Après King Dave, d’Alexandre Goyette, voici un autre solo théâtral sur l’engrenage criminel dans lequel s’enfonce un jeune du nord de Montréal, dans une langue qui claque et dans un rythme hachuré. Guillaume B. Choquette n’a pas vu le spectacle à succès de Goyette, mais il a lu la pièce et admet que son univers fait écho à celui de King Dave (dont l’adaptation cinématographique a été tournée récemment). «Sans aucun doute, Alexandre Goyette et moi avons côtoyé le même genre de monde pendant notre adolescence dans Ahuntsic et avons vu chez ce monde-là une forte théâtralité. Mon texte diffère du sien dans la mesure où il est plus humoristique et qu’il s’intéresse à la construction identitaire factice du personnage davantage qu’à sa descente aux enfers. Mais je pense que, tous les deux, nous avons vu le potentiel dramatique et voulu explorer la puissance de la parole chez une certaine catégorie de petits gangsters de ces quartiers-là.»

Crédti: Amine Chérif
Crédti: Amine Chérif

 

«Ce que je mets en lumière de manière humoristique, poursuit-il, c’est le pseudo-gangstérisme, l’exubérance, le swag, les paradoxes de ce personnage qui est un Caucasien moyen, né de parents pure-laine, et qui se construit de toutes pièces une personnalité empruntée à la culture afro-américaine. Je veux exploiter le pathétisme de ce personnage sans non plus rire de lui, en glissant peu à peu vers un ton plus sérieux, plus dramatique. Il y a un drame derrière le fait que ces adulescents de 29 ans continuent à avoir le swag du gangster en vieillissant: il y a une forme de prison dans ce personnage qui ne s’éteint jamais.»

Guillaume B. Choquette se défend toutefois de porter un jugement hautain sur son personnage, dans lequel il dit se reconnaître beaucoup. «Je l’ai aussi construit à partir de moi-même. À 29 ans, j’ai les mêmes questionnements de lui sur mon parcours et sur le fait que je tarde à me sentir vraiment adulte. Comment devenir un homme? Que fais-je de ma vie?»

G-Money, c’est aussi un jeune homme affichant de façon ostentatoire sa richesse matérielle et se targuant de faire beaucoup d’argent avec ses petites transactions de cocaïne.
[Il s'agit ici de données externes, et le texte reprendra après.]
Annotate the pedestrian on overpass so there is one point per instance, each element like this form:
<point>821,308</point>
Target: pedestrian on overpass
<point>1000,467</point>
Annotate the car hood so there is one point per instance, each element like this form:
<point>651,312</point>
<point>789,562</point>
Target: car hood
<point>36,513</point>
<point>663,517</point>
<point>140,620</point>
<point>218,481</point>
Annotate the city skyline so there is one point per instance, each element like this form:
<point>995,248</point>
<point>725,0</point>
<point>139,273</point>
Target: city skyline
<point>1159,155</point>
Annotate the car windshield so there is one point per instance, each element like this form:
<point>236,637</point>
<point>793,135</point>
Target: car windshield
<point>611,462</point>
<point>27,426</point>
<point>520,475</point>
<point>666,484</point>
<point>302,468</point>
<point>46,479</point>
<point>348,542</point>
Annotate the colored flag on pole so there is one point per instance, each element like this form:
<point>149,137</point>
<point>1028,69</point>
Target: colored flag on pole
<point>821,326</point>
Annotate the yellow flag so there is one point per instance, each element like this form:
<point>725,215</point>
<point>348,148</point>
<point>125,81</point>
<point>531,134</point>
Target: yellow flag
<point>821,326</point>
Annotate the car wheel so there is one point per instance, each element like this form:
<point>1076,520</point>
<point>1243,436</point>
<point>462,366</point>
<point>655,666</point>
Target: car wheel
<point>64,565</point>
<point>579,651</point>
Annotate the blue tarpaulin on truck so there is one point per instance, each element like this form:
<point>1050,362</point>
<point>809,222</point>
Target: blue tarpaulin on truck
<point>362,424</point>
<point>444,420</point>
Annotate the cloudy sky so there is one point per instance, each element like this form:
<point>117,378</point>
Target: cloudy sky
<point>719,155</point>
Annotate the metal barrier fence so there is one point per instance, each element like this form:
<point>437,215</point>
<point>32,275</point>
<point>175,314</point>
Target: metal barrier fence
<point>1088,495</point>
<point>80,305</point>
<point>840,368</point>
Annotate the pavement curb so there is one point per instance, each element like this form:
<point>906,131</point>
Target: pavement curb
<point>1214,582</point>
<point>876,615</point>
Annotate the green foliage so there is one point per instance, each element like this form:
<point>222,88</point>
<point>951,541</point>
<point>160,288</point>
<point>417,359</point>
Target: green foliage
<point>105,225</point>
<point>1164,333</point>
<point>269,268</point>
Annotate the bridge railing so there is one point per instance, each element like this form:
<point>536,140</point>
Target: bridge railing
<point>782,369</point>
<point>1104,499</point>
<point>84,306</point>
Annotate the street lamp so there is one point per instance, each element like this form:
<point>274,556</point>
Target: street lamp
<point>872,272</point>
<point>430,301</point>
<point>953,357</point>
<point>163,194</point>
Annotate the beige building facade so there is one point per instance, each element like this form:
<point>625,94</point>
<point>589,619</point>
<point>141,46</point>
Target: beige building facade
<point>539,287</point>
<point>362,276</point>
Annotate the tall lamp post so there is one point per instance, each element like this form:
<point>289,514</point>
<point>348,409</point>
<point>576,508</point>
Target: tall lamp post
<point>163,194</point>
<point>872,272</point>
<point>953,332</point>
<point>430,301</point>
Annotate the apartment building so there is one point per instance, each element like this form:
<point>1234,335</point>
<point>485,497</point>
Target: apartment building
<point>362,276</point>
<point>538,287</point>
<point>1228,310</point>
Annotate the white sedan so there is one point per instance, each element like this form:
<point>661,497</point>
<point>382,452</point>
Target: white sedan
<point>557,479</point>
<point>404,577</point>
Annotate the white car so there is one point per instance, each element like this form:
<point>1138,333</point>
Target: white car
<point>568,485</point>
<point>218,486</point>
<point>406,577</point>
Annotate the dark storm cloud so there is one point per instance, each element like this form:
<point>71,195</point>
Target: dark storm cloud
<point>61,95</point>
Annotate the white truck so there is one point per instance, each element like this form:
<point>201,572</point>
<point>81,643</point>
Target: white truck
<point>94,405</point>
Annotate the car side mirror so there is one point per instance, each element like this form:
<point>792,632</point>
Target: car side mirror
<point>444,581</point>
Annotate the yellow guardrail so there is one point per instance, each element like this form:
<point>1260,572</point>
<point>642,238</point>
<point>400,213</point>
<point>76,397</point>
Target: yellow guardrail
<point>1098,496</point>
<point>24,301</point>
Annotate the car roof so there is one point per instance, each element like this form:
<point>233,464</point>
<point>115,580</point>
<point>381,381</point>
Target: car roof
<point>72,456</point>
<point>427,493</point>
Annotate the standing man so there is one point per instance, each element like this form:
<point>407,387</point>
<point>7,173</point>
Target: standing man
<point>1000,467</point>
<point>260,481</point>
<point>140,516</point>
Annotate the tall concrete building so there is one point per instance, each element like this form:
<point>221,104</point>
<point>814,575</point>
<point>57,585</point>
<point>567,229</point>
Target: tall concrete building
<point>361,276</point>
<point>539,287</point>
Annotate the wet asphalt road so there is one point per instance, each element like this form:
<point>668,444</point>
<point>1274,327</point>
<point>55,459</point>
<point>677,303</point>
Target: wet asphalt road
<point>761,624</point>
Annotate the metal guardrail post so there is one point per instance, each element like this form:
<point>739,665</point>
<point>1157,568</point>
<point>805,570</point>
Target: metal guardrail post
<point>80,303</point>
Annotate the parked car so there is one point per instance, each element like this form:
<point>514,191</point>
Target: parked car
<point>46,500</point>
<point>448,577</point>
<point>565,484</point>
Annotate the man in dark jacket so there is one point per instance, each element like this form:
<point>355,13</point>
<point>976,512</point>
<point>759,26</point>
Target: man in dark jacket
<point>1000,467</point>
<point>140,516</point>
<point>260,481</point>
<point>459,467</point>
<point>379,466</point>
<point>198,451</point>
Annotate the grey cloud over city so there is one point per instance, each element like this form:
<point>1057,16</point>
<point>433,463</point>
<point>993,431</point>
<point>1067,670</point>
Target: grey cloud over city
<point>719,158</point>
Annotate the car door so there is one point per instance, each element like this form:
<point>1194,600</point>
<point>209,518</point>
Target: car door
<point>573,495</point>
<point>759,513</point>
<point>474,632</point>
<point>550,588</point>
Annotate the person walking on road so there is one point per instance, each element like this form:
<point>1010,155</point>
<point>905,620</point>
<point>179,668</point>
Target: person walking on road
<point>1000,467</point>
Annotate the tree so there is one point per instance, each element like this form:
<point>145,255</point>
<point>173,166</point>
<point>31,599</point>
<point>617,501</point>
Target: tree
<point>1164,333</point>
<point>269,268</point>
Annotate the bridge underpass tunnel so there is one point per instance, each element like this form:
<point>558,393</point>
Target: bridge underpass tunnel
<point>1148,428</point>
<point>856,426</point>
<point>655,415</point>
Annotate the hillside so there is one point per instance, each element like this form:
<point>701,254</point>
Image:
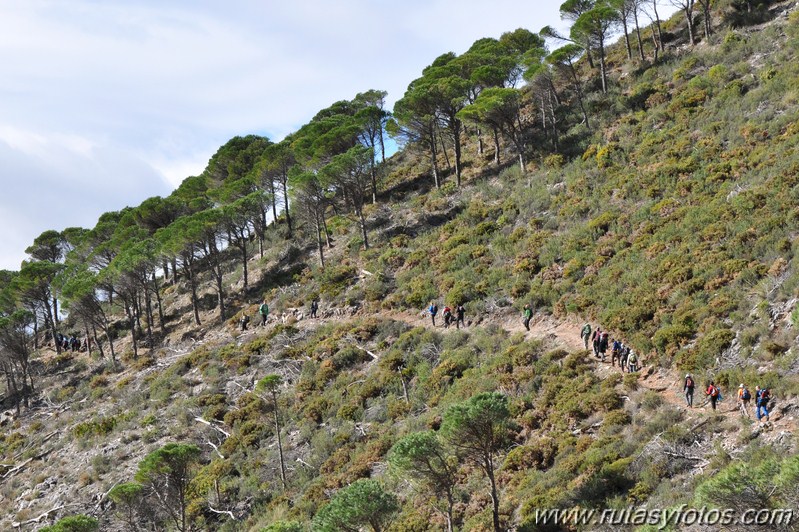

Mais encore là, beaucoup de bluff. «Je m’amuse à tourner en dérision ce culte du cash, très présent dans la culture hip hop que G-Money cherche à reproduire,  même s’il est toujours cassé et vit chez sa mère.»

Adepte d’un théâtre qui va droit au but et épris du conte urbain, «une forme simple mais porteuse d’une théâtralité forte», Guillaume B. Choquette a écrit un monologue dont la langue est évidemment finement travaillée. Tissée d’anglicismes et de slang, elle est aussi striée d’images fortes. «Je suis à la recherche d’une certaine poésie à travers cette langue vernaculaire proche du rap. Je me sens proche du slang, même si ce n’est pas exactement ce que je fais. C’est en tout cas une langue éminemment théâtrale, très construite, qui n’essaie pas tout le temps d’être réaliste même si elle part du réel.»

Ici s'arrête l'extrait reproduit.